また「発音」面でも、大滝詠一の影響はあるかもしれない。しかし、それよりも何よりも、最大の存在がいるだろう。キャロル時代の矢沢永吉である。
その『ロックの子』で桑田は、キャロルの歌を「鼻についちゃったんだよね」とあからさまに否定しているが、否定しているということは意識していたということだ。そして桑田は何と、アマチュア時代にキャロルのコピーを披露している(75年7月「第2回湘南ロックンロールセンターコンサート」)。また、≪勝手にシンドバッド≫では、ラ行で舌を巻いているのだが(例えば「♪それにしても涙が止ま≪ら≫ないどうしよう」の「ら」)、このあたり、ひどく「矢沢的」である。
というように、突然変異的に見えながら、実はここに挙げたような、古今東西の様々なボーカルスタイルをガラガラポンした結果として生まれた、あの声、あの歌い方。それこそが、「革命」を推進するエンジンだったのだ。
「勝手に」で重要な3つのフレーズ
≪勝手にシンドバッド≫の衝撃を構成する、もう1つの大きな要素は歌詞である。「桑田語」とでも言うべき、とても独創的で斬新な感覚の言葉に溢れている。
今改めて≪勝手にシンドバッド≫の歌詞を見ると、その後のサザンの歌詞とは異なり、英語のフレーズがまったく入っていないことに驚く。
デビューアルバム『熱い胸さわぎ』に収録された≪勝手にシンドバッド≫以外の曲では、英語フレーズがいくつか使われている。代表的なものは、≪別れ話は最後に≫の歌い出し=「♪Listen to the melody 寝てもさめてもMemory」。この日本語と英語をチャンポンする方法論の先達もまた、キャロルである。桑田に対する、いや日本ロック史に対するキャロルの影響の大きさを、冷静に捉えなければならない。キャロルが低く見積もられるのは、音楽ジャーナリズムにおける「はっぴいえんど中心史観」の悪影響である。
≪勝手にシンドバッド≫の歌詞に話を戻せば、重要なフレーズは3つある。
1つは何といっても「♪胸さわぎの腰つき」。この曲の中で、最も重要なフレーズ。
よく考えてほしい。「胸さわぎの腰つき」の具体的意味は何か、と。歌詞の文脈を追えば、その「腰つき」をしているのは「あんた」だから、女性だ。女性自身が「胸さわぎ」をしながらの「腰つき」なのか、もしくは「俺」に「胸さわぎ」を与えるような「腰つき」なのか。そもそも「腰つき」って何だ? 腰のかたち? 腰の動き?

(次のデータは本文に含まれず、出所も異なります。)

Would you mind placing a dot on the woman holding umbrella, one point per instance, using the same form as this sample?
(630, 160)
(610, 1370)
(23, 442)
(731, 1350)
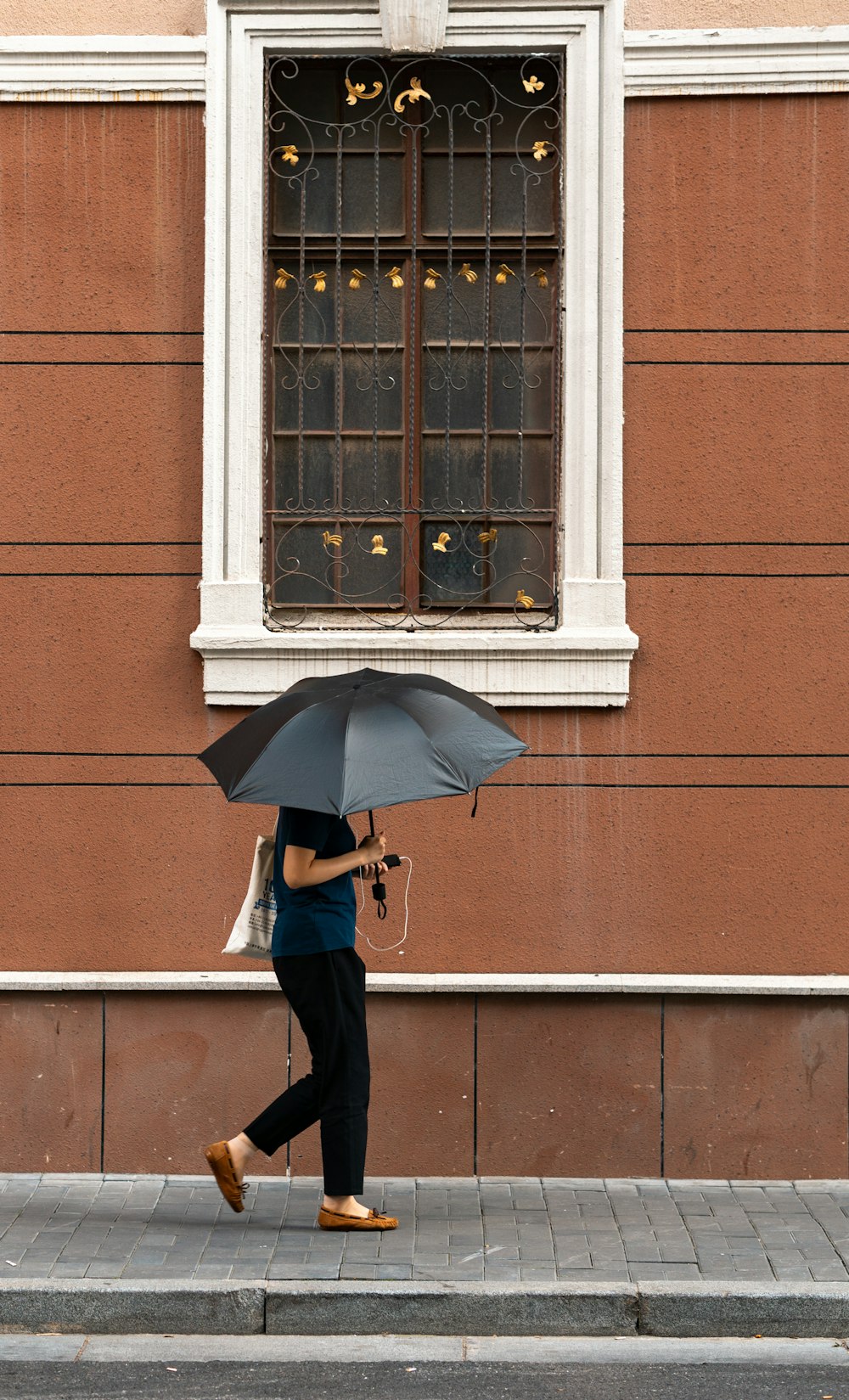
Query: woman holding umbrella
(324, 981)
(327, 746)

つまりは、意味の連想は人によってバラバラなのである。しかし、文字列としての「胸さわぎの腰つき」が与えるイメージ連想としての、切迫感や焦燥感、卑猥さ……などは、人によっても、かなり均一だと思う。「意味が通じないから」ということで、このフレーズを、スタッフが「胸さわぎのアカツキ」や「胸さわぎのムラサキ」(!)に変えようとしたという話がある。変えてくれなくて本当に良かった。
2つ目は「♪江の島が見えてきた 俺の家も近い」。
1番とはわざわざメロディを変えて強調されるこのフレーズ。曲の中では、先に述べたように、前衛的で意味不明な歌詞世界の中で、唯一、具体的な情景が広がる場面である。このフレーズの有無で、この曲の大衆性はかなり違ってくると思う。つまり、このフレーズがあったからこそ、最高位3位、売上枚数50万枚が実現したのだと、大げさではなく、そう思う。